I have been wanting to put in a single track, and hang 2 overlapping doors for the inside garage opening. this would be an about 75% closure, 12-14' long. There are pages, and pages of these things, I just want something good. Most everything is hardware only, I would like to get the doors also. Does anybody have something that they like?


----------



## Dhal22 (Feb 3, 2021)

I built sliding doors recently,  mostly because I couldn't find the size I needed.   I wanted a semi private office room so came up with this idea.  The hardware was found on Amazon and I'm happy with it.   They will cut rails to your length off needed. 

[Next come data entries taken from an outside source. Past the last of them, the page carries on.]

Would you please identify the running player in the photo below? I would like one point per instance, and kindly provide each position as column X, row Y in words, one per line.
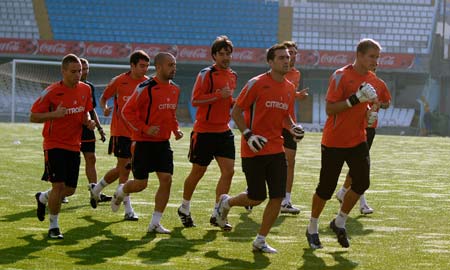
column 150, row 112
column 88, row 136
column 63, row 108
column 344, row 139
column 262, row 110
column 121, row 88
column 211, row 137
column 384, row 100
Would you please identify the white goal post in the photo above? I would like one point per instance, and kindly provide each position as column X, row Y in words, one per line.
column 35, row 74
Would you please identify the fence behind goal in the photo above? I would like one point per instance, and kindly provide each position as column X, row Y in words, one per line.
column 22, row 81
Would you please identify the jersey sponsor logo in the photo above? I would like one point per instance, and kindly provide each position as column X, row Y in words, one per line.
column 167, row 106
column 277, row 105
column 75, row 110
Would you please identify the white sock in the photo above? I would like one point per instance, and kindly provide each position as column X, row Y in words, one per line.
column 156, row 218
column 260, row 238
column 313, row 226
column 43, row 198
column 100, row 186
column 127, row 204
column 226, row 204
column 53, row 221
column 362, row 200
column 287, row 198
column 340, row 219
column 120, row 192
column 186, row 206
column 214, row 209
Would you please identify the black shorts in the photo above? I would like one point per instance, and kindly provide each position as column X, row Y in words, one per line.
column 270, row 169
column 205, row 146
column 357, row 159
column 151, row 157
column 289, row 140
column 62, row 166
column 370, row 134
column 87, row 140
column 120, row 146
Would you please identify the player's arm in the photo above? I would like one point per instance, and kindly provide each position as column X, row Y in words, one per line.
column 41, row 117
column 201, row 95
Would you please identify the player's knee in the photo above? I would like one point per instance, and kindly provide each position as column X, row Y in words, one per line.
column 360, row 187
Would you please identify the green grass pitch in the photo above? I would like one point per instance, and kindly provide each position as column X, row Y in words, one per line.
column 410, row 229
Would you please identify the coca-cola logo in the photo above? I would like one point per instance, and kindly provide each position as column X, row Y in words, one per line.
column 386, row 60
column 151, row 51
column 194, row 53
column 337, row 59
column 100, row 50
column 56, row 48
column 10, row 46
column 245, row 55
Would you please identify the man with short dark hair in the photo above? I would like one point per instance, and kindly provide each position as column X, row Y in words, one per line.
column 262, row 110
column 121, row 88
column 151, row 114
column 344, row 139
column 211, row 137
column 63, row 108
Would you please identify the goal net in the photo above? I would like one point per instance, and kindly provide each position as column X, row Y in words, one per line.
column 22, row 81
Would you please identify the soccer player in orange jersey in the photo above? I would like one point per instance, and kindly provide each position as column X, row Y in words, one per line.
column 384, row 100
column 121, row 88
column 88, row 136
column 63, row 108
column 150, row 112
column 211, row 137
column 262, row 110
column 344, row 139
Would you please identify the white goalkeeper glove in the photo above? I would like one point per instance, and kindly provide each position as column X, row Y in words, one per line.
column 255, row 142
column 366, row 92
column 371, row 118
column 297, row 132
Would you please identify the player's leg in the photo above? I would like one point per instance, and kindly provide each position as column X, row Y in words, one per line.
column 358, row 161
column 364, row 207
column 200, row 155
column 332, row 161
column 113, row 174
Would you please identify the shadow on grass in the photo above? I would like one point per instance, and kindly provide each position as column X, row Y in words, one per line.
column 311, row 261
column 260, row 261
column 175, row 246
column 100, row 251
column 31, row 213
column 12, row 255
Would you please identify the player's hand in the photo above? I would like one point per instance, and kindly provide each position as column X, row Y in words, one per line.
column 60, row 111
column 107, row 111
column 90, row 124
column 152, row 130
column 371, row 118
column 302, row 94
column 225, row 92
column 178, row 134
column 297, row 132
column 102, row 134
column 255, row 142
column 365, row 93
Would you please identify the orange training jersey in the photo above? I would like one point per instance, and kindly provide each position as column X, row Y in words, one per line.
column 294, row 77
column 121, row 88
column 152, row 104
column 347, row 128
column 65, row 132
column 384, row 96
column 266, row 104
column 213, row 111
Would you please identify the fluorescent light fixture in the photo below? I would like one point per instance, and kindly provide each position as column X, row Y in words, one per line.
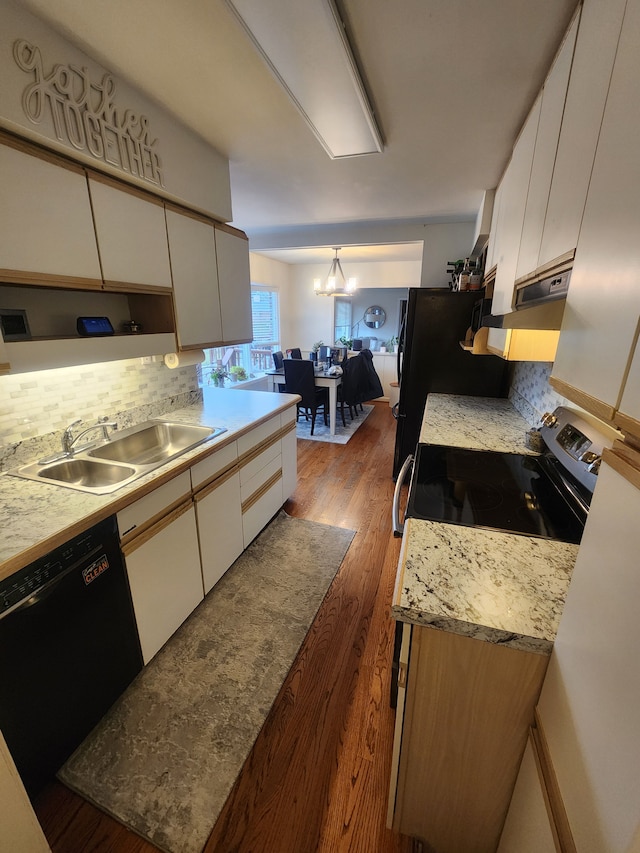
column 305, row 45
column 336, row 283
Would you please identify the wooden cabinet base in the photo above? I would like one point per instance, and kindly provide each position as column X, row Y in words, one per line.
column 468, row 709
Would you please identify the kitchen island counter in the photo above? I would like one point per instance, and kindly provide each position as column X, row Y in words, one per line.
column 37, row 517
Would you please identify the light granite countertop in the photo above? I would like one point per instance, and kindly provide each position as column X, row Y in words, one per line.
column 479, row 423
column 499, row 587
column 34, row 517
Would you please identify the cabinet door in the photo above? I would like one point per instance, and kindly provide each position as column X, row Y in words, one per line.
column 132, row 236
column 195, row 281
column 45, row 222
column 219, row 515
column 603, row 304
column 512, row 206
column 551, row 110
column 598, row 34
column 468, row 709
column 234, row 280
column 163, row 565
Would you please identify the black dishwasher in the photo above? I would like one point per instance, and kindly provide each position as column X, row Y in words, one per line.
column 68, row 648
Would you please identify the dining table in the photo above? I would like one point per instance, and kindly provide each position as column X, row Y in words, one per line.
column 322, row 380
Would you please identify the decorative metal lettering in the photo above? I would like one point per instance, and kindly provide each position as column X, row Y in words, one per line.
column 84, row 115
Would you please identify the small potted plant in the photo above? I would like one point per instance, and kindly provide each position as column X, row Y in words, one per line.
column 315, row 349
column 218, row 375
column 392, row 343
column 238, row 373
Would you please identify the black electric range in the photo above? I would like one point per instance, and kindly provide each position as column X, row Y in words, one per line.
column 546, row 495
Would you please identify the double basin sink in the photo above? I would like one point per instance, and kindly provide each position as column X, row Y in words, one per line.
column 113, row 463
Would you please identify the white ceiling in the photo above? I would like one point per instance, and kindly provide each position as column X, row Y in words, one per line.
column 450, row 82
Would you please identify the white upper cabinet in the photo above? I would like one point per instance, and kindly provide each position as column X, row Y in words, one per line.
column 493, row 249
column 513, row 198
column 598, row 34
column 628, row 416
column 232, row 251
column 45, row 222
column 132, row 236
column 551, row 110
column 195, row 280
column 603, row 305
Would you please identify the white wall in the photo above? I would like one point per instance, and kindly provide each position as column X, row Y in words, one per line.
column 442, row 242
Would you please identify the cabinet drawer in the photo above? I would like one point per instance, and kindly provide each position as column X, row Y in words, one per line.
column 256, row 516
column 156, row 503
column 249, row 487
column 211, row 467
column 254, row 466
column 248, row 442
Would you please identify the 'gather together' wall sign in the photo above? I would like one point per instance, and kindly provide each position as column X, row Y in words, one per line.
column 84, row 115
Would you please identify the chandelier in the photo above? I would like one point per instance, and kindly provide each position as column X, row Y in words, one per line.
column 335, row 284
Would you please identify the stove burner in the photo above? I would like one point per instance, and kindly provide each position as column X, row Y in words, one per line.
column 501, row 491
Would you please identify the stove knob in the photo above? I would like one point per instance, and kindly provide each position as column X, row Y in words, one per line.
column 594, row 467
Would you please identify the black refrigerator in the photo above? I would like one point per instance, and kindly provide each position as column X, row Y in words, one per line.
column 431, row 360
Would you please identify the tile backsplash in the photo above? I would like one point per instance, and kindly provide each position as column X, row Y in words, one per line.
column 36, row 407
column 530, row 392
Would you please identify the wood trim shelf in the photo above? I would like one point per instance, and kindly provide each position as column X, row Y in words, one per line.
column 47, row 353
column 38, row 279
column 551, row 790
column 601, row 410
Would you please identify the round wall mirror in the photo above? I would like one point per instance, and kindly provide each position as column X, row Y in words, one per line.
column 374, row 317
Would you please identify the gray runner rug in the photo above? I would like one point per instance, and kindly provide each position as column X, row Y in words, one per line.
column 165, row 757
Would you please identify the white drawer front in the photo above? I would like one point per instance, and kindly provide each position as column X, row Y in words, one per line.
column 154, row 503
column 257, row 516
column 258, row 435
column 249, row 471
column 210, row 467
column 250, row 487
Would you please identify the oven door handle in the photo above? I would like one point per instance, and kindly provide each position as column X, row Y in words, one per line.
column 398, row 528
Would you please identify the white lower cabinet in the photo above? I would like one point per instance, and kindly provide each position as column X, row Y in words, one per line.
column 179, row 539
column 163, row 565
column 289, row 451
column 216, row 487
column 219, row 514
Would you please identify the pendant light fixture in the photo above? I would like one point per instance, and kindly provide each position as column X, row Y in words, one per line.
column 335, row 284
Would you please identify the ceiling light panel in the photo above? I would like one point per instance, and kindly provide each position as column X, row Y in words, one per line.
column 304, row 44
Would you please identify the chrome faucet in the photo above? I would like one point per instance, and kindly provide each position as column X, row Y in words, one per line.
column 69, row 440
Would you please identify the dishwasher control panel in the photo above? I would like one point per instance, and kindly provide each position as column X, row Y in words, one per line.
column 26, row 582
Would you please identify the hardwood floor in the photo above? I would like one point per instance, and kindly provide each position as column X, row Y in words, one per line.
column 316, row 779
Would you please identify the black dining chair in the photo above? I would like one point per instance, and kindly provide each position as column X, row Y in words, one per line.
column 300, row 379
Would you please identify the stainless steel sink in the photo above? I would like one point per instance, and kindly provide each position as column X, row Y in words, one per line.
column 86, row 473
column 110, row 465
column 153, row 443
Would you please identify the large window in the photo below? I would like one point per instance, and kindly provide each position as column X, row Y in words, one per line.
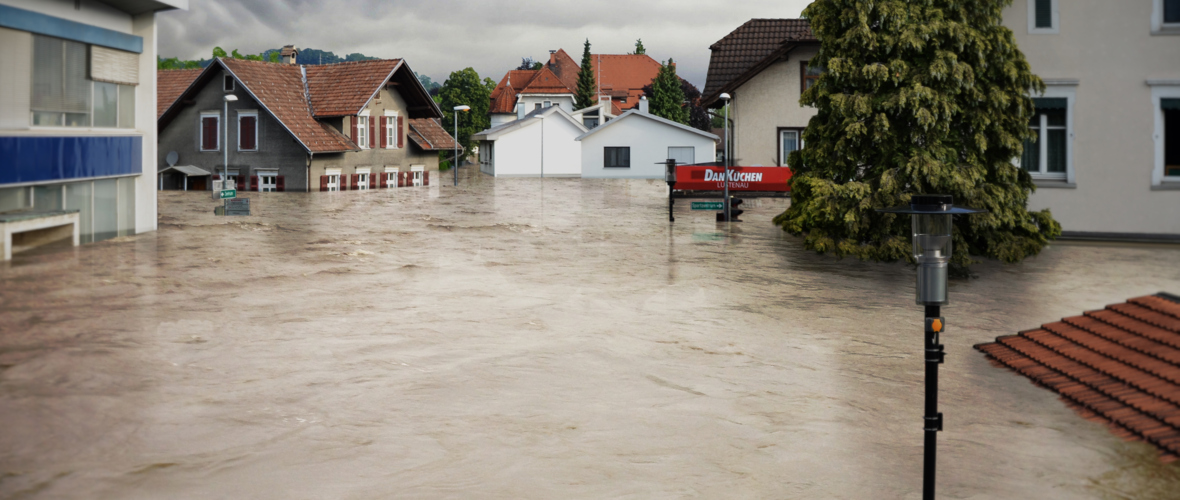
column 64, row 96
column 1046, row 156
column 617, row 157
column 248, row 131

The lumber is siding from Lowe's,  stained gray and whitewashed with ceiling paint.


----------



## Aukai (Feb 3, 2021)

Thank you


----------



## mmcmdl (Feb 3, 2021)

Mike , can't help you on the doors but I'll share a memory . Back in 86 I bought my little brick rancher that the basement was ground level . I needed to get my equipment into it . I blew out the concrete block with the help of my FIL who was a carpender by trade . We framed it in for a 8 foot Anderson double slider . He instructed me to go up to 84 Lumber for some shingles to get the door in . Being a dumb arse masheenist I came back with two stacks of roofing shingles .  What did I know , I can still remember the look on his face .


----------



## Aukai (Feb 3, 2021)

I'm the same way, I do not know what you were supposed to do , was it for shimming? They sell them in small bags now.


----------



## mmcmdl (Feb 3, 2021)

Wood shims for the frames .


----------



## Aukai (Feb 3, 2021)

OOOH I"M smat yah!!!


----------



## Alcap (Feb 3, 2021)

I built these 9’+ each doors for my garage . The tracks are barn door tracks and hardware the frame of the doors are 2x6 metal studs . The corners were sort of ship lap ( might not be correct term ). sheet metal screwed together . I covered the outside with 1/2” plywood so siding and trim could be attached the space between had foam insulation with the inside 1/4” covering it  . Wasn’t very hard to make


----------